J’avais bien les treize réunis !


La farandole m’a protée de fifre en fifre, mon plaisir a été rythmé au son des tambourins, avantageusement remplacés par mes fesses qui se sont vues claquées de la plus belle des manières.


J’ai accueilli en moi toutes les queues qui m’avaient tant fait d’effet pendant que j’égrainais le chapelet des douceurs occitanes à ma disposition. Leurs jets impérieux étaient comme autant de traits de miel nappant mon palais.


Les miches de ces dames étaient comme une ribambelle de fougasses et de pompes à huile que j’ai sucé, léché, mordillé comme une enfant avec un quignon de pain.

Les testicules de ces messieurs furent une guirlande de fruits confits ou non, charnus ou séchés que j’ai blotti contre mes seins.


Les sillons de ces dames m’ont offert tous les parfums de ma chère Méditerranée, l’iode mêlée au musc de leurs petits oignons que je farcissais de mes doigts agiles.


Les cris mêlés étaient une symphonie de mouettes et de goélands fous, les fontaines de certaines étaient comme les vieilles dame de pierre qui ornent le centre des villages perchés.

Mon propre plaisir a été une journée d’été lumineuse et interminable.


J’ai joui, j’ai fait jouir. Mon corps ne m’appartenait plus, j’étais partie prenante de ce paysage sensuel, j’étais tout en haute de la montagne sainte Victoire et je m’offrais à la vue de toutes et tous.

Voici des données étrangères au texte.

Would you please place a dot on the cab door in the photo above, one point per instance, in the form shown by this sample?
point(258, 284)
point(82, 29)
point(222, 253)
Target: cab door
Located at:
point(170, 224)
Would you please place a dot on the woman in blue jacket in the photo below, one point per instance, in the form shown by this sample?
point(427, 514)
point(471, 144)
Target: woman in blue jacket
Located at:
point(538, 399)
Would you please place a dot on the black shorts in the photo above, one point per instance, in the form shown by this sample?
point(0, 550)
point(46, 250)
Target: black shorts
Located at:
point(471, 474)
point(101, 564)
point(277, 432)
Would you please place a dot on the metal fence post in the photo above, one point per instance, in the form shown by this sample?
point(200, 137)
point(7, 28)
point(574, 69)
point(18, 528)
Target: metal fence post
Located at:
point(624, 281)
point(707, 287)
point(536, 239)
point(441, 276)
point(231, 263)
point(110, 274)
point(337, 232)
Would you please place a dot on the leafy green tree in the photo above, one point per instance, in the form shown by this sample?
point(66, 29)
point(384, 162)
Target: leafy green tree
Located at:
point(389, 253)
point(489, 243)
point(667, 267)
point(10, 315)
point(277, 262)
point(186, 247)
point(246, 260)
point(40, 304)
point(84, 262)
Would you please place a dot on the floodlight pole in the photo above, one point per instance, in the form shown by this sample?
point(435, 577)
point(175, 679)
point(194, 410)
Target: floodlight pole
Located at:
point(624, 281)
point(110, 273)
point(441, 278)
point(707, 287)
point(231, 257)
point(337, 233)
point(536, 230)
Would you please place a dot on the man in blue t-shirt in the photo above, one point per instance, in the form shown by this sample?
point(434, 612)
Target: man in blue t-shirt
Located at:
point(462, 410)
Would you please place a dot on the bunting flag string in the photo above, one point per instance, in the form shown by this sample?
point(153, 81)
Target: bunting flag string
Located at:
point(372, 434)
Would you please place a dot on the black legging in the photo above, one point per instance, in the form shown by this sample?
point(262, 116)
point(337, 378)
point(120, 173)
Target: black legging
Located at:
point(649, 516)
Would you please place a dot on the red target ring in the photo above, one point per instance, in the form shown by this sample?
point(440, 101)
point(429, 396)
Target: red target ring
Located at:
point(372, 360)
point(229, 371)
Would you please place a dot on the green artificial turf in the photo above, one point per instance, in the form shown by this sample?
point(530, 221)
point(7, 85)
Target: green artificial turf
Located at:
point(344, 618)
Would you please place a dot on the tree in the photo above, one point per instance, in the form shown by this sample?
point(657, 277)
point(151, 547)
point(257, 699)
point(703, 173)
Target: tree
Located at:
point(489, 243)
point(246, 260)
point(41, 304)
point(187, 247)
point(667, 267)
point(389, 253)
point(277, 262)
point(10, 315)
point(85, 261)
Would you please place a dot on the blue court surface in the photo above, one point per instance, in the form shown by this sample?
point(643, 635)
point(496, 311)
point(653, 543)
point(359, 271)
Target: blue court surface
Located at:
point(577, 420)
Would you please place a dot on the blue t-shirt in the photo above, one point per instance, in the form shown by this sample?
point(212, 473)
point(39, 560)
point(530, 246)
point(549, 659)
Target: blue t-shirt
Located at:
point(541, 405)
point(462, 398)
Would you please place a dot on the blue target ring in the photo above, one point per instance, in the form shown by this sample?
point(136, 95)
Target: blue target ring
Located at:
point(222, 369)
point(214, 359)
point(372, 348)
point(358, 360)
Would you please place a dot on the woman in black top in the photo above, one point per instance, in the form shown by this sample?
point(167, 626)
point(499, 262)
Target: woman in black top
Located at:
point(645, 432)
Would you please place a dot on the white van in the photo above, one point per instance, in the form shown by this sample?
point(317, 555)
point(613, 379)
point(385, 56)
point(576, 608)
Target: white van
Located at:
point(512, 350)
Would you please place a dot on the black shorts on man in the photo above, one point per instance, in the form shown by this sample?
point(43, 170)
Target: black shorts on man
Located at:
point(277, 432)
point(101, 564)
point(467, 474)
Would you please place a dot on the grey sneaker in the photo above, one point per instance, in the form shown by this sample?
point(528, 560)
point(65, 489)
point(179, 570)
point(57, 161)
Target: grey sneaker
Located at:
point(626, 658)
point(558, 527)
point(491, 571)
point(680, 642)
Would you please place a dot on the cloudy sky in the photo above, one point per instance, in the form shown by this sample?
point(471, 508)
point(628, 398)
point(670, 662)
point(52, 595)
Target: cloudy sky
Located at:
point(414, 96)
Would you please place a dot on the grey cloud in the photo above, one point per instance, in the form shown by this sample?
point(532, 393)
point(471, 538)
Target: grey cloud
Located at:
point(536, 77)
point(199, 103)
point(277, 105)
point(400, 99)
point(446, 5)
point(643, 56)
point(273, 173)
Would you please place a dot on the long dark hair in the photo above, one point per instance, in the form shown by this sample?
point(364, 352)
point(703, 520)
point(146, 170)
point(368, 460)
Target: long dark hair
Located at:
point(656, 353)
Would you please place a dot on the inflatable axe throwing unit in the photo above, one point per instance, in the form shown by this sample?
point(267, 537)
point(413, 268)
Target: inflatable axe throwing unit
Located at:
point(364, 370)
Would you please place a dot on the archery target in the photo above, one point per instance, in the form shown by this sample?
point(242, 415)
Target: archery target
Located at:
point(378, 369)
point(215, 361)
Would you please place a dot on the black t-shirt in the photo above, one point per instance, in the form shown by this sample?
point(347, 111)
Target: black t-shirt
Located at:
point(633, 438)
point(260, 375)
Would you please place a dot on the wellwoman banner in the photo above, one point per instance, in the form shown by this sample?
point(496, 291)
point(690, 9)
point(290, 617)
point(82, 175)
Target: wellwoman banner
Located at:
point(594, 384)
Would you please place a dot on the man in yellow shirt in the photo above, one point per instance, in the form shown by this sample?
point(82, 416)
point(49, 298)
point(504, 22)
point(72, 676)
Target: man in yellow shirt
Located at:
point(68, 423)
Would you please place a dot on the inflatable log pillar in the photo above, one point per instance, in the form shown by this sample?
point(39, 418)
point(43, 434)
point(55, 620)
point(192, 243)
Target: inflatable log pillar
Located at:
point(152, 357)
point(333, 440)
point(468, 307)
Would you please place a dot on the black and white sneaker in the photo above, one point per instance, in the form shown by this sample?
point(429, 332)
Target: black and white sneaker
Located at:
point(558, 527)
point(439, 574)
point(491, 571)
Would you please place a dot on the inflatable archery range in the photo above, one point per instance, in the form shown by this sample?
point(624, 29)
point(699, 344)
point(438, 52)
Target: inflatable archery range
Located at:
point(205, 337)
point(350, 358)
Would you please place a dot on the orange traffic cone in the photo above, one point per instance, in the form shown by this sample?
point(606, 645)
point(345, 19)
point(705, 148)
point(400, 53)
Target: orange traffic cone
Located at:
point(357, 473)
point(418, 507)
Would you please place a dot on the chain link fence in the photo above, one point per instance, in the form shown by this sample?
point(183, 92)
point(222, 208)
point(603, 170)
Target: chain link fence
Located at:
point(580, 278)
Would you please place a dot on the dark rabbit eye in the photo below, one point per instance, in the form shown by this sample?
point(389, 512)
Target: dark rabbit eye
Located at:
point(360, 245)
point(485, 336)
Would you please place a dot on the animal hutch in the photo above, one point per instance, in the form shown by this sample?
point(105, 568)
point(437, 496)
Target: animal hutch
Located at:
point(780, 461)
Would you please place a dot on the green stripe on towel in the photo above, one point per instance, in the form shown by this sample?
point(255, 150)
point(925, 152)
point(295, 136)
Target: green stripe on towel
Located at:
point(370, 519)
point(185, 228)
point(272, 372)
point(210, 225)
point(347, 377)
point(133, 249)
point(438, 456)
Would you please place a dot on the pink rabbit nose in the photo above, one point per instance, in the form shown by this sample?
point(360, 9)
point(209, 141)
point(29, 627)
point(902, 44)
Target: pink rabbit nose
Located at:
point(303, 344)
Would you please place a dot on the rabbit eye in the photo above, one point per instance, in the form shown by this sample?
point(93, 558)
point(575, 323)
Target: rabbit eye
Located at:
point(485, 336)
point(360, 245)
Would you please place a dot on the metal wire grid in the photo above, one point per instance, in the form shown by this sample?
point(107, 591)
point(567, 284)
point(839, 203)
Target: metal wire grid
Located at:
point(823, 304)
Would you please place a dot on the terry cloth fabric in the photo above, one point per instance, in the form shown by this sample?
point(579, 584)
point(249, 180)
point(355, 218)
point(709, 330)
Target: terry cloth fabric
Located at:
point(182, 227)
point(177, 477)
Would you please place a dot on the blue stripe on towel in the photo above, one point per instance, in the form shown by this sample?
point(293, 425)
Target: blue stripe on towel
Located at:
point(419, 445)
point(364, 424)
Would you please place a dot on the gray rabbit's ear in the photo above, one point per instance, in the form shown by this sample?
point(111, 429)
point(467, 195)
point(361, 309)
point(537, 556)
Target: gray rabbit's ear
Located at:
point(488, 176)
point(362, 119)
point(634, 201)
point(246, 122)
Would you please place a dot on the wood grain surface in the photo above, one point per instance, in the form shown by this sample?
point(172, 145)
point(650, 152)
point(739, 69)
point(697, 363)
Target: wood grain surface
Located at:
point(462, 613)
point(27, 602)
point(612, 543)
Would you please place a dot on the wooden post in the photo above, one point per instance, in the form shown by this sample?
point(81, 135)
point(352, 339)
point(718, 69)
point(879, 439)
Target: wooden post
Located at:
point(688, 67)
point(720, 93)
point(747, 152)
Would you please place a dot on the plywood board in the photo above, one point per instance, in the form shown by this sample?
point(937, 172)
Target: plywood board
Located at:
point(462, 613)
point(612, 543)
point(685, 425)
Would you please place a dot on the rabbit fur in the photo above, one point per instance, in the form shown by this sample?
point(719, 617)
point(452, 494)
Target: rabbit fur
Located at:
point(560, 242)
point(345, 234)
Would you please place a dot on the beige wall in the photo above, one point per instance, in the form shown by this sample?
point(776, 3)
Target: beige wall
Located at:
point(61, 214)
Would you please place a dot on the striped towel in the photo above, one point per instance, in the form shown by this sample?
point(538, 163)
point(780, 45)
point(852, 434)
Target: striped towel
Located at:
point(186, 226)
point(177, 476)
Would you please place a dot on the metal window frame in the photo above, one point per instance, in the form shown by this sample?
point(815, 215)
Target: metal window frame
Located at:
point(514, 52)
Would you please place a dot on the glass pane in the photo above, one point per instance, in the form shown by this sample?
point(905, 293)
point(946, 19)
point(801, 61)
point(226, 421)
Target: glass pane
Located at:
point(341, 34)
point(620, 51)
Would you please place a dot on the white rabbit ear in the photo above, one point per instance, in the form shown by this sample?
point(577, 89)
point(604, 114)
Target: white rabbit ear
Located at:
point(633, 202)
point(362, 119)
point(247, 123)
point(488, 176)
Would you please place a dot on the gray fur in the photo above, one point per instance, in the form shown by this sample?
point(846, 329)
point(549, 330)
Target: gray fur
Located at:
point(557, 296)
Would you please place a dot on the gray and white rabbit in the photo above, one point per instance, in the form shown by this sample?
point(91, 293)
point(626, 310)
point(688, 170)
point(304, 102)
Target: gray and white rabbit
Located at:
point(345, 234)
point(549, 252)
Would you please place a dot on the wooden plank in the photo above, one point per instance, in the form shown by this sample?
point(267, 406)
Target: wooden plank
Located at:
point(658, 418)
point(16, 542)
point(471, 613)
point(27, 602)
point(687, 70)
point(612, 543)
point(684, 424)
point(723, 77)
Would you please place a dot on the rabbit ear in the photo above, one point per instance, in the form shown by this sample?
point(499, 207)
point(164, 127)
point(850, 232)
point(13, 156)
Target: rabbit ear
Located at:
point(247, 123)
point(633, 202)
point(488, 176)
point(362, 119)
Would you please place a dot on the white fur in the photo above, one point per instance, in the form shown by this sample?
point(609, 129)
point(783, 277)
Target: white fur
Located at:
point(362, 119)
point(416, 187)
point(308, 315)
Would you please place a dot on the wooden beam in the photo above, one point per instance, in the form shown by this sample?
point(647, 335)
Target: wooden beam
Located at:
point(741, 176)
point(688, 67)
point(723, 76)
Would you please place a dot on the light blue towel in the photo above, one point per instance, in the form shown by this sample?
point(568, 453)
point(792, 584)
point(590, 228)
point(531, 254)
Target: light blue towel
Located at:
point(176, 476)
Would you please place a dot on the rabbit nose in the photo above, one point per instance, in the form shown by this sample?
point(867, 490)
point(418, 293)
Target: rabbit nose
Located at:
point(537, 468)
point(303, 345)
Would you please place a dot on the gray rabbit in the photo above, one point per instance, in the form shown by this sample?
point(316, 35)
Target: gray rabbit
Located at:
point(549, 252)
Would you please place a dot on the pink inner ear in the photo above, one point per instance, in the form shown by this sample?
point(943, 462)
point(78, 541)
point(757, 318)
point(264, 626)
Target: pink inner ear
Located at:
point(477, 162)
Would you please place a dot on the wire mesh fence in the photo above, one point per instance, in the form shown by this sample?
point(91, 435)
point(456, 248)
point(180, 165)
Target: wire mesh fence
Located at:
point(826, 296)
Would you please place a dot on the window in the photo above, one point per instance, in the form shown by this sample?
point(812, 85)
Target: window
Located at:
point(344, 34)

J’ai sucé, j’ai baisé, on m’a prise, on m’a enculée aussi. J’ai donné mon corps en sacrifice, quel plus bel holocauste pour une nuit de Noël !?


Je m’en suis allé sous la douche après ces libations torrides. J’ai été lavée, séchée et ointe par une multitude de mains. Hommes, femmes, je ne m’appartenais plus. Je suis ressortie sur le trottoir toujours enguirlandé et vociférant, hagarde mais heureuse.

Mon Noël avait, finalement été aussi miraculeux que gourmand.